Is It Time For An Emergency Fed Rate Cut? Traders Sure Think So

After all the turmoil in markets last week, traders are seemingly taking a pause in early trade this morning. Equity indices across Asia, Europe, and the US are either trading higher or pointing to a higher open, the “safe haven” Japanese yen is the weakest major currency so far today, and oil is rallying by 3%.

While the two-day weekend break from trading certainly helped to “cool off” emotions, the biggest factor stabilizing markets is the belief that central bankers will ride to the rescue once again. At the Asian open, the Bank of Japan issued a brief statement acknowledging that, “Global financial and capital markets have been unstable recently with growing uncertainties about the outlook for economic activity due to the spread of the novel coronavirus” and vowing to “closely monitor future developments, and… strive to provide ample liquidity and ensure stability in financial markets through appropriate market operations and asset purchases.” The central bank subsequently injected ¥500B in two-week funds to support markets.

Looking ahead, the proverbial elephant in the room will be the Federal Reserve. In an unscheduled statement of his own on Friday, Fed Chairman Jerome Powell said that the Fed would “act as appropriate” to support the economy in the face of risks posed by the epidemic.

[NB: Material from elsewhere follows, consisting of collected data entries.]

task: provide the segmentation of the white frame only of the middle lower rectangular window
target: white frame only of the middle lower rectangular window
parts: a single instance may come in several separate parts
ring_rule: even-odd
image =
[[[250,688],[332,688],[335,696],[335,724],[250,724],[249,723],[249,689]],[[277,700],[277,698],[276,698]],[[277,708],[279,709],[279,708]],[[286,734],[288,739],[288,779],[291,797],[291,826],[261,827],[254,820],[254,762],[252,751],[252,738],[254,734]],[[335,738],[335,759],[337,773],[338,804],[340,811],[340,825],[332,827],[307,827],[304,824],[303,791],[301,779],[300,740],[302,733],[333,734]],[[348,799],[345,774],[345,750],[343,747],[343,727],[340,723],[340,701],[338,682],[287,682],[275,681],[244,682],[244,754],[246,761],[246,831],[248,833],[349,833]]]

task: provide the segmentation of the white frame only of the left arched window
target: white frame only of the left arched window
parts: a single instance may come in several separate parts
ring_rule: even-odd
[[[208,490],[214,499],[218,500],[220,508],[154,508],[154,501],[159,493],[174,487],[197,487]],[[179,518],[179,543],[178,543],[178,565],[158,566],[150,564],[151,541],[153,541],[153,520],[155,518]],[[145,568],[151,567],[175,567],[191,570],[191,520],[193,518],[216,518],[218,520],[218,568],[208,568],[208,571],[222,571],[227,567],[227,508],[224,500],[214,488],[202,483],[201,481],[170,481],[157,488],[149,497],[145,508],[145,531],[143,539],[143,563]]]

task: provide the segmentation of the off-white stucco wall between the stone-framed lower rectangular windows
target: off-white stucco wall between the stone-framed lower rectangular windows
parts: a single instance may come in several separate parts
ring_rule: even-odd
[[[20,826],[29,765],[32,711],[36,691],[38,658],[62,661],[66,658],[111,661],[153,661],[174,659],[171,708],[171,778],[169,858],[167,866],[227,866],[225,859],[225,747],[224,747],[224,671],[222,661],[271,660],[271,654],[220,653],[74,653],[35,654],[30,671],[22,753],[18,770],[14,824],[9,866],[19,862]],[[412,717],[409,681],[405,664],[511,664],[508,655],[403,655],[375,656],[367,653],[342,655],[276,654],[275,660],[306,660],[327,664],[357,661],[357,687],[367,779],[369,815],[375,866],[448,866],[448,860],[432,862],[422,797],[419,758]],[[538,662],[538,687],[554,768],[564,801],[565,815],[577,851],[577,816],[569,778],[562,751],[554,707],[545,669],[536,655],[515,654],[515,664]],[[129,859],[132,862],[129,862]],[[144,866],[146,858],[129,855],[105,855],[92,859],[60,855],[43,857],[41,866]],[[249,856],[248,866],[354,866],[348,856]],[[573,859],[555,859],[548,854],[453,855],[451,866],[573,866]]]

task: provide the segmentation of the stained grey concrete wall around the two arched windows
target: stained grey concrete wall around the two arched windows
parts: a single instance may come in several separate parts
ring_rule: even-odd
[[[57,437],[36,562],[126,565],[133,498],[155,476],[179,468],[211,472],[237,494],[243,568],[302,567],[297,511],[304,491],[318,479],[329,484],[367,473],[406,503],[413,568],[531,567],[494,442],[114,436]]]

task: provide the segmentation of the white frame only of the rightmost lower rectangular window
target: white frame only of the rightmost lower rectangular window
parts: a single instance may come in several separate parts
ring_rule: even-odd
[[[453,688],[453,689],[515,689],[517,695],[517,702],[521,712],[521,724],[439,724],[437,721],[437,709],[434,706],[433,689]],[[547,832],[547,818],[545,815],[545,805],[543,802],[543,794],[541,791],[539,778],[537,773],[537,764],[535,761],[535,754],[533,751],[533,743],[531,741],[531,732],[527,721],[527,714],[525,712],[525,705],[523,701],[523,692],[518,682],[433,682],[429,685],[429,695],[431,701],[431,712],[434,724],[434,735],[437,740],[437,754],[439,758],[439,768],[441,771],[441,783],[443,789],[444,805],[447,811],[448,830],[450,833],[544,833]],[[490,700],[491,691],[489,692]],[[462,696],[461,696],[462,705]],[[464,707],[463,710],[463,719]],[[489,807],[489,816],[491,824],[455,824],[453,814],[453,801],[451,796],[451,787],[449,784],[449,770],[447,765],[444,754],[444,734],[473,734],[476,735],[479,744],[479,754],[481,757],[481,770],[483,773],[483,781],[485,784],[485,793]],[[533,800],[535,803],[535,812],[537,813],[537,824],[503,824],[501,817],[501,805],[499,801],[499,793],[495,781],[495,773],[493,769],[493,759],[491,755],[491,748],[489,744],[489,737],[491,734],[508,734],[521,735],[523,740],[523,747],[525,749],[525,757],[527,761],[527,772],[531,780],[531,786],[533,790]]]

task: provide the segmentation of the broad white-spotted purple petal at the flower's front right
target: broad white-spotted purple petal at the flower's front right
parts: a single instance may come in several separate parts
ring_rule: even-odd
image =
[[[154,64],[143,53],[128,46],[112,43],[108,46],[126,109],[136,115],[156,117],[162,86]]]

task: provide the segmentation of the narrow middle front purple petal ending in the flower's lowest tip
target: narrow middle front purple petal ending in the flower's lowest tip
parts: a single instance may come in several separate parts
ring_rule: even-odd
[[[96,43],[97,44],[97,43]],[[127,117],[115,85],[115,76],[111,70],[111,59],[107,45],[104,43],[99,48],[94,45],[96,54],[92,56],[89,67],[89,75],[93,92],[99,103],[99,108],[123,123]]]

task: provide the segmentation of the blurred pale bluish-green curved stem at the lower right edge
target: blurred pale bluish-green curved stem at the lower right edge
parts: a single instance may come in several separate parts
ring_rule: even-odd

Following last week’s massive selloff in risk assets, traders believe Powell was hinting at an imminent interest rate cut, perhaps even before the Fed’s scheduled meeting in two weeks’ time.

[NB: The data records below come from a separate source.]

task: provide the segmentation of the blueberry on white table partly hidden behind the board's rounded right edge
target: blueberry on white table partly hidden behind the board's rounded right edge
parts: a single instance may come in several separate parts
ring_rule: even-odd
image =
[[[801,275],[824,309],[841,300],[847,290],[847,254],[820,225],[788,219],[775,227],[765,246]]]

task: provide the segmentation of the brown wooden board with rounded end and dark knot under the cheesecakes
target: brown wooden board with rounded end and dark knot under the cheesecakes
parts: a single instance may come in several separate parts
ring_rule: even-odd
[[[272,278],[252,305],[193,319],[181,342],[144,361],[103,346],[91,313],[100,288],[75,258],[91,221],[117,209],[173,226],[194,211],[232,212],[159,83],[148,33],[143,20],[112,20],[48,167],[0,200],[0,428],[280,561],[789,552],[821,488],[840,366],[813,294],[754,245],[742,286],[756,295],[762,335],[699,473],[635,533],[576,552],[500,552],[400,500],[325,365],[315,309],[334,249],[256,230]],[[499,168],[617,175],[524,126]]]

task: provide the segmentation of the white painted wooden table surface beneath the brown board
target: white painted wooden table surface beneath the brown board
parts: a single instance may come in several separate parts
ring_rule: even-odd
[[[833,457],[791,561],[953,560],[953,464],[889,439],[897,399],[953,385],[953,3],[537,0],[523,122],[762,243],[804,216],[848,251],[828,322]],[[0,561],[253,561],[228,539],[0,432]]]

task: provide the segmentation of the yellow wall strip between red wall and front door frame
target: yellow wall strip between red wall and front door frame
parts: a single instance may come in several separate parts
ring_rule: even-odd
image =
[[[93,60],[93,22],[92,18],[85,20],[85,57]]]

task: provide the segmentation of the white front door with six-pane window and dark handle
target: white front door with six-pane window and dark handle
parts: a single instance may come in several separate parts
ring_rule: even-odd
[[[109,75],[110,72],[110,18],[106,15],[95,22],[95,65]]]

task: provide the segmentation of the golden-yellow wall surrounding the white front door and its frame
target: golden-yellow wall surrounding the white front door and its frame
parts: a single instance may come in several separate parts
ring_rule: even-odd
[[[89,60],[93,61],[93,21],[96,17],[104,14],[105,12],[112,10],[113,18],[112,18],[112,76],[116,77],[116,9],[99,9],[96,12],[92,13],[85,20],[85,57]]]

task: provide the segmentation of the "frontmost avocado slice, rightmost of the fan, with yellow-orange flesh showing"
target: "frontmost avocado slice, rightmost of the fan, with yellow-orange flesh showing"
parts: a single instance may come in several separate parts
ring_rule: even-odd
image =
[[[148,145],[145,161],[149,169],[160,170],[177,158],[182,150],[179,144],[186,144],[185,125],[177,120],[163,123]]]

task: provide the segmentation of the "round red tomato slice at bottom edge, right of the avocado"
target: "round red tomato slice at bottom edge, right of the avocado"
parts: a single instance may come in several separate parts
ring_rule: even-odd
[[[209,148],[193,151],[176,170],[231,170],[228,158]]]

As the chart below shows, US interest rates have fallen off a cliff in recent days, with the 1-year, 2-year, 5-year, and 10-year tenors all shedding at least 40bps over the last two weeks alone.  

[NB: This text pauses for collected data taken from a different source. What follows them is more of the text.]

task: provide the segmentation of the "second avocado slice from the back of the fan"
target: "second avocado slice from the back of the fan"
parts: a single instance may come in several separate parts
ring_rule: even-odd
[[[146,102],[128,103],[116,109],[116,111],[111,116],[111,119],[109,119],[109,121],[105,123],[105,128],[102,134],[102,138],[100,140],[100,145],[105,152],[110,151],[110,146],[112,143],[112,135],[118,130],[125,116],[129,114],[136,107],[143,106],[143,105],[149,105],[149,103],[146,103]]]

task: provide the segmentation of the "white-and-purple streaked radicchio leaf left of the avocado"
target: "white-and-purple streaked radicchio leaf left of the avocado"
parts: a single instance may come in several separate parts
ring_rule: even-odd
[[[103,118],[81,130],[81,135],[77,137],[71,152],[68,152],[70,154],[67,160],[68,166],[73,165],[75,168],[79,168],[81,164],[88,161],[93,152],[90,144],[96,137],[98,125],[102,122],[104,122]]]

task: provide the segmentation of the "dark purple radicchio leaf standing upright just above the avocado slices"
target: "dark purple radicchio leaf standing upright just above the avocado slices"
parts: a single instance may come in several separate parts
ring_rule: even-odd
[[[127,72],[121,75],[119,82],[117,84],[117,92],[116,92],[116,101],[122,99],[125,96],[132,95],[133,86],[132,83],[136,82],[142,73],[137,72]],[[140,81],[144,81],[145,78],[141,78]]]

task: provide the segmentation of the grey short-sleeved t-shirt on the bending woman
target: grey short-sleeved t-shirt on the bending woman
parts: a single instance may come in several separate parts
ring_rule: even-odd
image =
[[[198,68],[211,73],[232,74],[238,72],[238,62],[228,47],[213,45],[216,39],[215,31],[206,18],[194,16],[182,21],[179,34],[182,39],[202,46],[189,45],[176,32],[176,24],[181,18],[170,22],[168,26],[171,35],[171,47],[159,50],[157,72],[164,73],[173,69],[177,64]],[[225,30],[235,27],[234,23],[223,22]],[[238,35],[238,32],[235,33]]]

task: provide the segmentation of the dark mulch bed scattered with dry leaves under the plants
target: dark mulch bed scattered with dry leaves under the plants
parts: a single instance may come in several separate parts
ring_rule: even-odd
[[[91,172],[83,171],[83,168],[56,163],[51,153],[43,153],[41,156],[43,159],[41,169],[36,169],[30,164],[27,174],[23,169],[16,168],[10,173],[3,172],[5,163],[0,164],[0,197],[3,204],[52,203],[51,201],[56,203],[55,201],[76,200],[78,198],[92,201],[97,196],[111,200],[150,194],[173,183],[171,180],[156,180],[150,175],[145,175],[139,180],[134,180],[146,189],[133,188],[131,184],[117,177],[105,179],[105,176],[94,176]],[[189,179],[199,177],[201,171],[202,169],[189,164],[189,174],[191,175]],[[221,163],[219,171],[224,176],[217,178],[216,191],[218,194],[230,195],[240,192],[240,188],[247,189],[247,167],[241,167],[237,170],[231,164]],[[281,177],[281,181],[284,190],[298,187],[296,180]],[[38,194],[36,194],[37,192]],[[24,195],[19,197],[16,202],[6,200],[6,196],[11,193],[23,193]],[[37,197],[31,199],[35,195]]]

(Click on image to enlarge)

Source: TradingView, GAIN Capital

For reference, the last time the Fed Funds rate was higher than the entire US yield curve (as we saw briefly last night) was in 2008, in the midst of the Great Financial Crisis. At the moment, the March Fed Funds rate is trading at 1.25%, nearly 40 bps below the current Fed funds rate of 1.62%, signaling that traders believe the central bank will be cutting interest rates dramatically and rapidly, perhaps as soon as today or later this week.